“Casa tomada”, conto que abre Bestiário, é um dos relatos mais intensos e subjetivos de Julio Cortázar. Como afirma na frase que nunca disse – que no conto o autor precisa vencer por nocaute –, Cortázar leva o leitor à lona em meia dúzia de página. Um casal de irmãos, com a idade já avançada, é encurralado por desconhecidos que tomam a casa – “que além de espaçosa e antiga”, (…) “guardava a lembrança dos nossos bisavôs, do avô paterno, dos nossos pais e de toda a nossa infância” – cômodo por cômodo.
Quando Cortázar publicou Bestiário já estava exilado em Paris, cidade que adotaria no lugar de sua Buenos Aires natal durante os anos de Perón. Dessa divergência nasceria também a grande diatribe com Borges, peronista ferrenho – que só admitiria o erro muito tempo depois, próximo da morte – e que seria o primeiro a publicar o conto, em 1944, na revista Los Anales de Buenos Aires. “Escrevi esses contos sentindo sintomas neuróticos”, diria mais tarde. Publicado uma década antes do magistral O Jogo da Amarelinha, Bestiário anunciava uma das mais importantes vozes da literatura latino-americana e “Casa tomada” era o cartão de visita.
O fato é que, queira ou não, o conto faz uma ponte inexorável com os nossos dias, ainda que esteja longe de ser um texto crítico em sua superficialidade – mas está lá o catálogo escusas que ofertamos todos os dias.
Como muito de seus relatos, este também carrega uma energia metafórica intensa e uma óbvia alusão a “A Queda da casa de Usher”, de Poe, um dos autores favoritos do portenho. A presença do fantástico – os invasores anônimos – é uma marca pessoal de Cortázar, que a imprimiria dali em diante em muitos de seus textos. A questão da memória – os irmãos são mais apegados à morada pelas lembranças que pela função presente dela – percorre os parágrafos como leitmotiv da narrativa.
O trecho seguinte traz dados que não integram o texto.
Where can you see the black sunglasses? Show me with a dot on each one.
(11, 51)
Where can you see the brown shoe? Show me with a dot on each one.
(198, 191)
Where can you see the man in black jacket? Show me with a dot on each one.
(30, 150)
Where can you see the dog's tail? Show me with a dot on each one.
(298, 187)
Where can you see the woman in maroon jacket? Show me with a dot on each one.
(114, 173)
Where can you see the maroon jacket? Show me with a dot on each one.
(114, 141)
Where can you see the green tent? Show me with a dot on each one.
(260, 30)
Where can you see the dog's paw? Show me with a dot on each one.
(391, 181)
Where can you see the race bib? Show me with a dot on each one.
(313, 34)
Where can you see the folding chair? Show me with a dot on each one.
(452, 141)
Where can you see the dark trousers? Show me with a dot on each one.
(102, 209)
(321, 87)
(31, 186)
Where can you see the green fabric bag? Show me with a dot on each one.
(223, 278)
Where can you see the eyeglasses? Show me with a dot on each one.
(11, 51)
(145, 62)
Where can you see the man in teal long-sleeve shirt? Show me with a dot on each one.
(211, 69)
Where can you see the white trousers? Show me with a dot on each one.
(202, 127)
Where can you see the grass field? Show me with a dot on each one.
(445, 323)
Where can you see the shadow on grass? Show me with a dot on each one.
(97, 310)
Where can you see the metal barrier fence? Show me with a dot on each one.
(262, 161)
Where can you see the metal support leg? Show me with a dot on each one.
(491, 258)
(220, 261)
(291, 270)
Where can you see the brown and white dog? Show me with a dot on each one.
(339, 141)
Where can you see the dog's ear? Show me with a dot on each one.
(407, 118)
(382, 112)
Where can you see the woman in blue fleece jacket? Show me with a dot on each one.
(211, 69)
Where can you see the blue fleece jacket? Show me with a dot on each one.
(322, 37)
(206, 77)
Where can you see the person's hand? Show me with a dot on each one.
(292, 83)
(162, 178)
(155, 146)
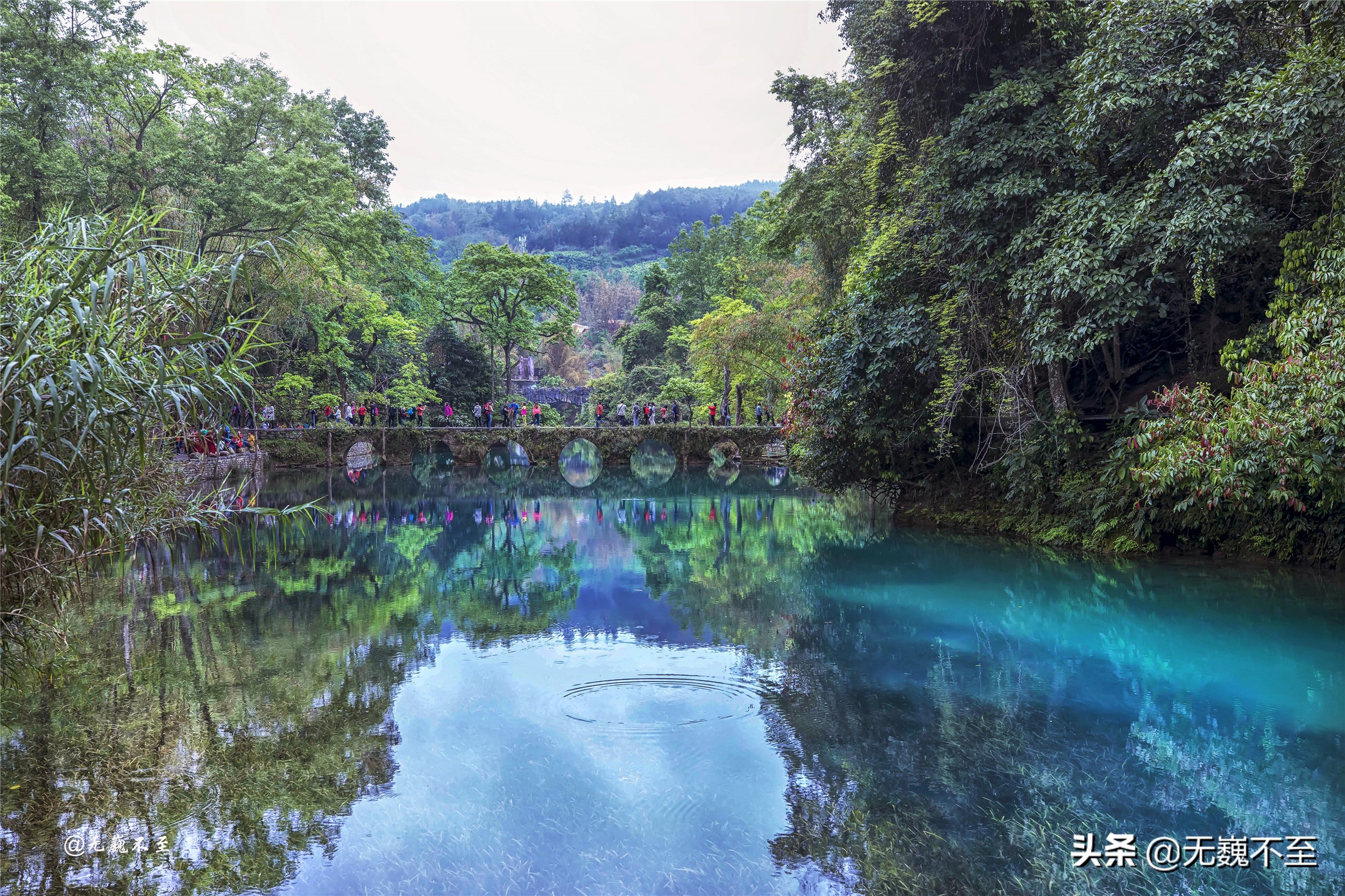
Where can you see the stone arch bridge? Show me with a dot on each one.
(396, 446)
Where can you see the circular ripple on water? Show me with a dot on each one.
(650, 704)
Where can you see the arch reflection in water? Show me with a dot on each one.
(507, 465)
(725, 474)
(362, 457)
(580, 463)
(653, 462)
(434, 466)
(442, 457)
(364, 475)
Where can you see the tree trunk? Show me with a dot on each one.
(493, 373)
(1059, 393)
(724, 406)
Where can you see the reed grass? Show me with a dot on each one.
(112, 342)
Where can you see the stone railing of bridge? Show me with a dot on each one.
(469, 446)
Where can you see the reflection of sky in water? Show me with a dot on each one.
(499, 789)
(688, 689)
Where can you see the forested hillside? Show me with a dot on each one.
(582, 234)
(1082, 268)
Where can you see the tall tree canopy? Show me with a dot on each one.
(1035, 216)
(512, 299)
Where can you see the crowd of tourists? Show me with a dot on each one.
(216, 440)
(230, 436)
(512, 415)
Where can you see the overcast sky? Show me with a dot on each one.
(504, 100)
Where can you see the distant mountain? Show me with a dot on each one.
(582, 236)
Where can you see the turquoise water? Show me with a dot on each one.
(716, 684)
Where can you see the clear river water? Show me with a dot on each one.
(703, 682)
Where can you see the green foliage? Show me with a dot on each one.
(105, 353)
(289, 397)
(409, 389)
(582, 237)
(512, 299)
(685, 390)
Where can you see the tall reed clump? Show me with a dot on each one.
(112, 339)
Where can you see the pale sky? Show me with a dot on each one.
(504, 100)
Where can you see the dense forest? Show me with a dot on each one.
(1080, 269)
(582, 234)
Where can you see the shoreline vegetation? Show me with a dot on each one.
(1071, 272)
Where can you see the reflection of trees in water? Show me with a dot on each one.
(232, 714)
(513, 581)
(735, 567)
(238, 699)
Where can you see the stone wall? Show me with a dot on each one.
(544, 444)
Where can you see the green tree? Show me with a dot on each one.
(512, 299)
(50, 58)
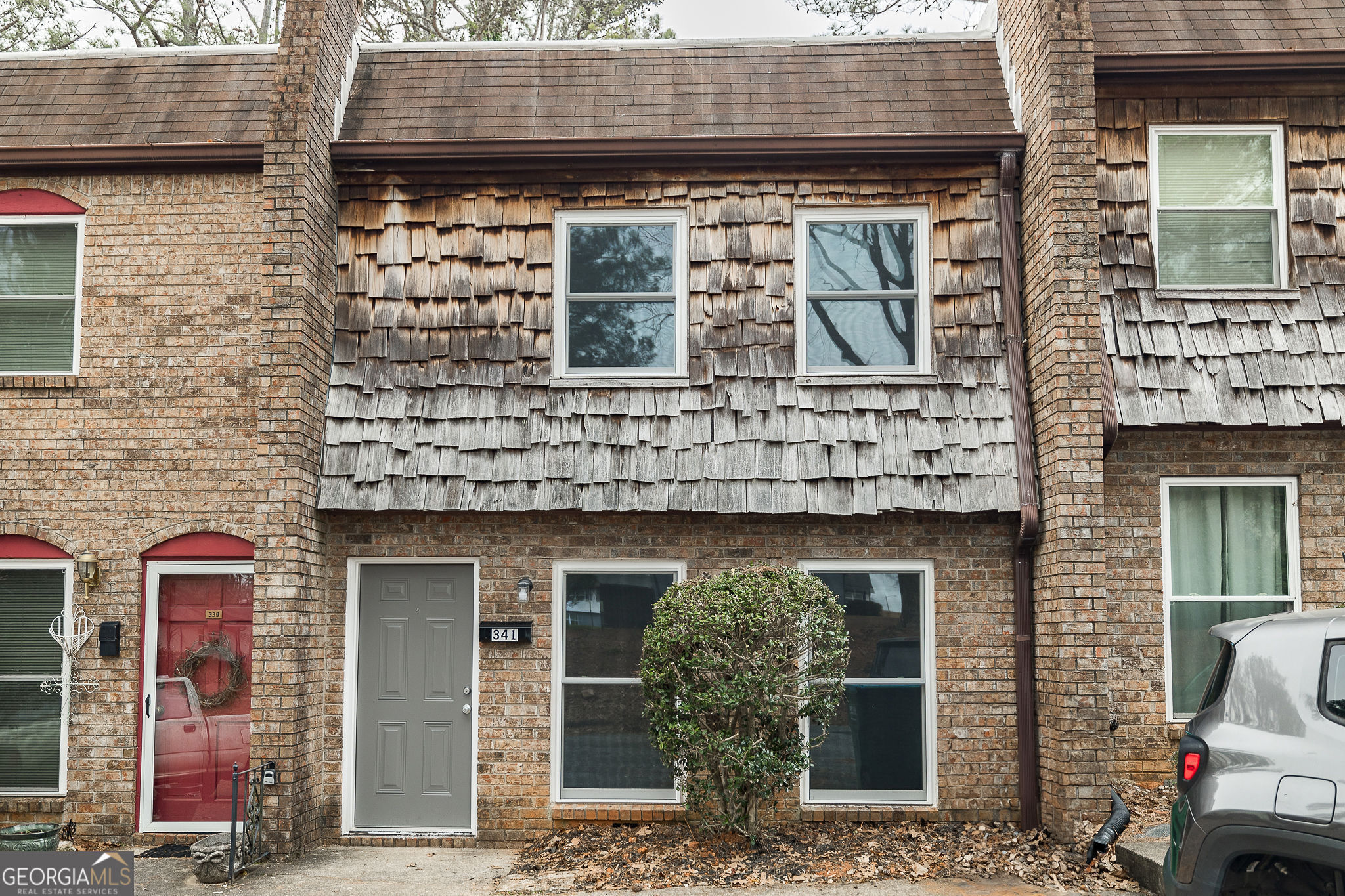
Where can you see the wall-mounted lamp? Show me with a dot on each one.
(87, 565)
É impossível desvincular essa noção memorialista da concepção cortazariana. “Continuidad de los parques”, de Final de juego, um texto circular – uma espécie de palíndromo narrativo – e “As Babas do diabo”, de Todas as armas – que iria inspirar o inabalável Blow up, de Antonioni – são pontas desse grande iceberg estrutural. De tempos em tempos, à medida em que a casa lhes é tomada, os irmãos são acossados e se conformam com a sua situação. Reviram os olhos a princípio – lamentam os livros e outras coisas que ficam para trás –, mas nada que não seja possível de gerar conformismo.
“Casa tomada” é uma colcha de retalhos de interpretações e alegorias. É difícil escolher uma apenas. É impossível dizer qual passava pela cabeça do autor e se passava alguma. O fato é que, queira ou não, o conto faz uma ponte inexorável com os nossos dias, ainda que esteja longe de ser um texto crítico em sua superficialidade – mas está lá o catálogo escusas que ofertamos todos os dias. Está lá.